There’s also dynamic pricing for single-game tickets, meaning the Rams can move that number around to meet demand.

“In the past, say you bought season tickets for $1,000, each of the 10 tickets would say $100,” said Dan August, Rams executive vice president of consumer revenue and strategy. “Now it might be, ‘OK, a preseason game is $20 and a Cowboys game is $300.’ We’ll set that floor pricing that you’ll see on a season ticket; if you want to re-sell your tickets, you want to get at least that value. When we sell single-game tickets, we want to be above that price.”

Could this be done before the schedule is released? Yes, and much of the work is already done. But it matters when games take place, and that’s where the tinkering happens.

Rams employees hold a team meeting and talk while looking at computer screens.

Ticket prices and consumer revenue strategies for the upcoming season are discussed by Rams employees (from left) Holden Tamchin, Steven Moore, Dan August, Issac Ortega and Travis Wegner after the team finds out about its 2023 schedule on Wednesday.

(Myung J. Chun/Los Angeles Times)

For instance, the Rams have three home games in a row, against Philadelphia, Arizona and Pittsburgh. The Eagles are the defending NFC champions, and the Steelers have a massive national following. Caught in the middle is that game against the Cardinals, which figures to be more difficult to sell. That might warrant a special halftime performance, a bobblehead giveaway or the like.

Conversely, the last scheduled home game of the season is Thursday Dec. 21 against New Orleans. The Rams nudged up the price on that because it’s a nationally televised game at the start of winter break, when a lot of Rams fans who live elsewhere and Saints fans might like to travel to Southern California.

“For the teams that are doing this best, and I don’t think every team is doing it, but you’re trying to become pricing experts,” August said. “You’re essentially placing bets on where things are going to be. You’re setting floors, which is your season-ticket price, and you’re also reading the market quickly.

“So when we went on sale with our Bills game last year, that thing took off quick. Partially because it was announced before other games.

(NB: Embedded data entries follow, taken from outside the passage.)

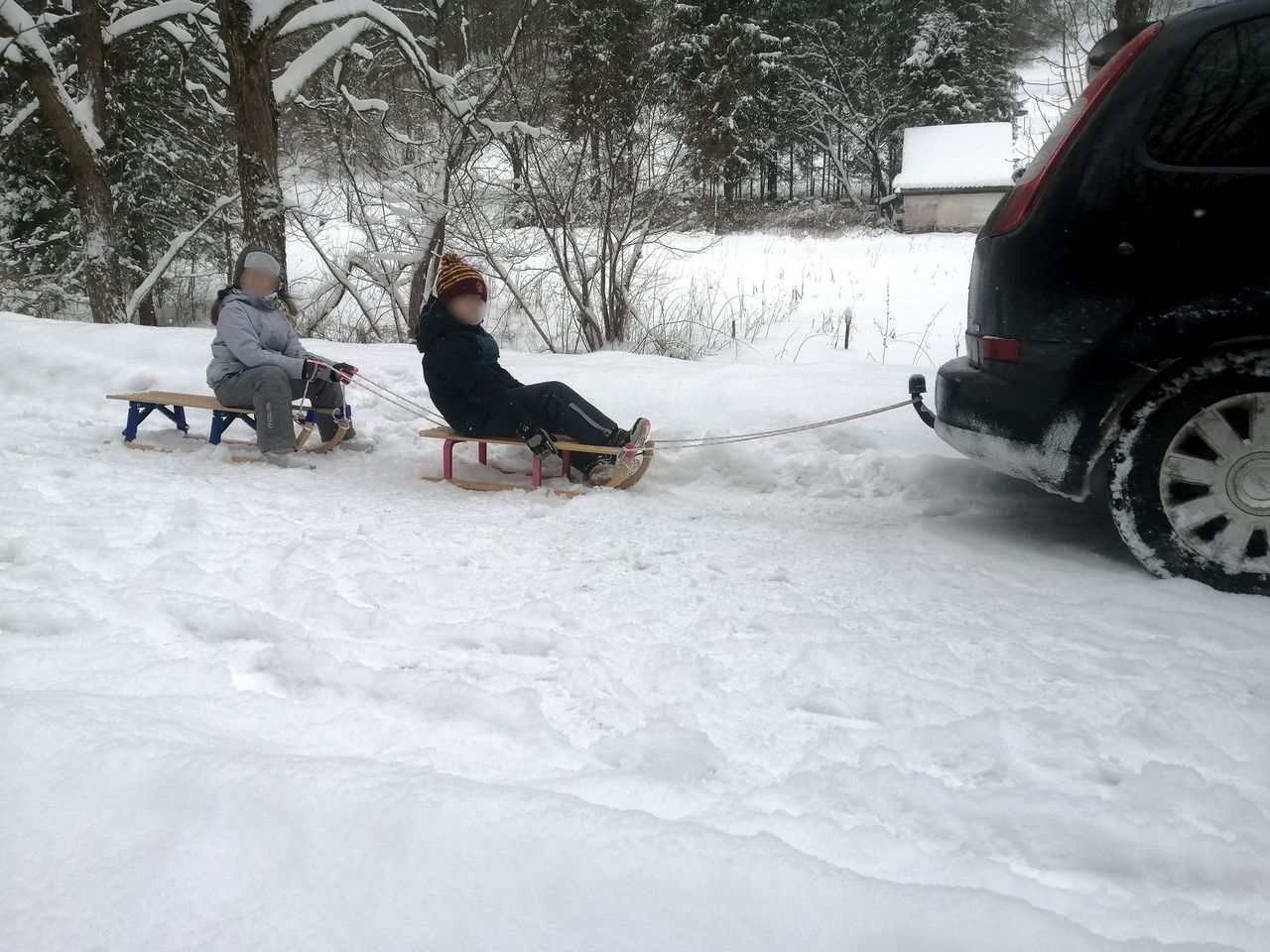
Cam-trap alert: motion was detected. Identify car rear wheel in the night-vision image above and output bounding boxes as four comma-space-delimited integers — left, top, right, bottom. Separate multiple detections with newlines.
1110, 352, 1270, 594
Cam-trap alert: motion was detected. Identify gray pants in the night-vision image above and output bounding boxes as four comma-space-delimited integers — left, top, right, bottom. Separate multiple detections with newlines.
216, 364, 353, 453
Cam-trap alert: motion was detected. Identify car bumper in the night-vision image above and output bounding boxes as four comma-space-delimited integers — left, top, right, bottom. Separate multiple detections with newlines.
935, 357, 1085, 499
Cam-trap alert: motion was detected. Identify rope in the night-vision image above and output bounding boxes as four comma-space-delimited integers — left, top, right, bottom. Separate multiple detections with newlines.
314, 371, 917, 449
657, 399, 913, 449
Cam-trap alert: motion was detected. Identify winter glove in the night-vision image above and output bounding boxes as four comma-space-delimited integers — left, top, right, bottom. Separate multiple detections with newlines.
301, 357, 357, 384
331, 363, 357, 384
517, 426, 557, 457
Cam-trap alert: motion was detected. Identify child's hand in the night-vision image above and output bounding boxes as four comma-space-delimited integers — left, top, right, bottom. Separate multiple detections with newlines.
521, 426, 557, 458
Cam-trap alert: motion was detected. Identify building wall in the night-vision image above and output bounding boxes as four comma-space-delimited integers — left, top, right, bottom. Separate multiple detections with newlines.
903, 189, 1006, 231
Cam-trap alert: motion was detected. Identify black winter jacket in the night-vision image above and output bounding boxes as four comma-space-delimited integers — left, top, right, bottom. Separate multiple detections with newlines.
414, 298, 534, 435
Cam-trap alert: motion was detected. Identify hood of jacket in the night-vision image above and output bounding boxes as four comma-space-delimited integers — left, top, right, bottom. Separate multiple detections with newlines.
221, 287, 282, 311
414, 296, 489, 353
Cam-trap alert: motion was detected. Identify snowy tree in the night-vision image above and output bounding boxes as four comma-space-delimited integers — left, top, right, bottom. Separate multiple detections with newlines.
901, 0, 1019, 124
670, 0, 777, 200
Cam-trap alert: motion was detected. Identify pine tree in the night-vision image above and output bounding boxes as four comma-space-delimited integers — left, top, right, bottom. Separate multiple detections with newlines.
671, 0, 777, 200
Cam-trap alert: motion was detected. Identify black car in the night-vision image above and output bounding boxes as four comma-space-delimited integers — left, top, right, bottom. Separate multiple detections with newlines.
935, 0, 1270, 593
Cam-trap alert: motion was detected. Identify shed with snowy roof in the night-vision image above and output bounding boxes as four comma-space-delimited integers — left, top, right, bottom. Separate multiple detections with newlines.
894, 122, 1015, 231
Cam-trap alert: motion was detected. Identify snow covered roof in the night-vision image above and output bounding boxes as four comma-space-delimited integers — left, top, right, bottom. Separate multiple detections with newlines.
894, 122, 1015, 191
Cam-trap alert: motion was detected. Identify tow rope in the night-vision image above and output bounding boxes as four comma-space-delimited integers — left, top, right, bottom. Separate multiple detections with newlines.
323, 364, 925, 450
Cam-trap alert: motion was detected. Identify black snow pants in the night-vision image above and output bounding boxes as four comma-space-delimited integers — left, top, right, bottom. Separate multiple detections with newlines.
467, 381, 617, 472
214, 364, 355, 453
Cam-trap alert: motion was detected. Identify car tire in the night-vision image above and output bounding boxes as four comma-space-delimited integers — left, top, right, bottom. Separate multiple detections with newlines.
1108, 350, 1270, 595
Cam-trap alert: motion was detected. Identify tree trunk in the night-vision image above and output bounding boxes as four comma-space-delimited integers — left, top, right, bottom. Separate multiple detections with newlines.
75, 0, 107, 139
23, 63, 124, 323
216, 0, 287, 274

So when it’s the only thing that’s there, everyone says, ‘Oh, wow, this is the game. It’s kickoff weekend. I need this game. Within a couple minutes we were pricing that game up. We kept seeing the demand, and OK, price it up again. … We want to maximize every seat and meet that supply-demand curve.”

Some kids dream of becoming NFL players. August wanted to work in sports, but didn’t have those same aspirations.

“I was always a math and numbers person, and I was addicted to sports,” he said. “At some point, the ‘Madden’ game started a franchise mode, so you weren’t just playing people in the game, you were building a franchise. I gravitated toward that.”

Rams employees work in their office in Agoura Hills after finding out about the team's 2023 regular-season schedule.

Rams employees work in their office in Agoura Hills after finding out about the team’s 2023 regular-season schedule on Wednesday.

(Myung J. Chun / Los Angeles Times)

For all the predictions and projections, the schedule only tells a sliver of the story. Two years ago, the Rams were scheduled for a Week 16 game at Baltimore.

“We were like, `Oh, my God, we’re going to have to play [Ravens quarterback] Lamar Jackson in Baltimore in the snow,’” Demoff said. “And we got [backup] Tyler Huntley and 63 degrees.”

The Rams won, 20-19.

“You sit here today and what you actually think will happen doesn’t happen,” Demoff said.

The schedule has a way of taking many more twists and turns.

“Whatever you think today is good or bad,” he said, “usually has no bearing on the real way you feel by the time you’re actually going into that game.”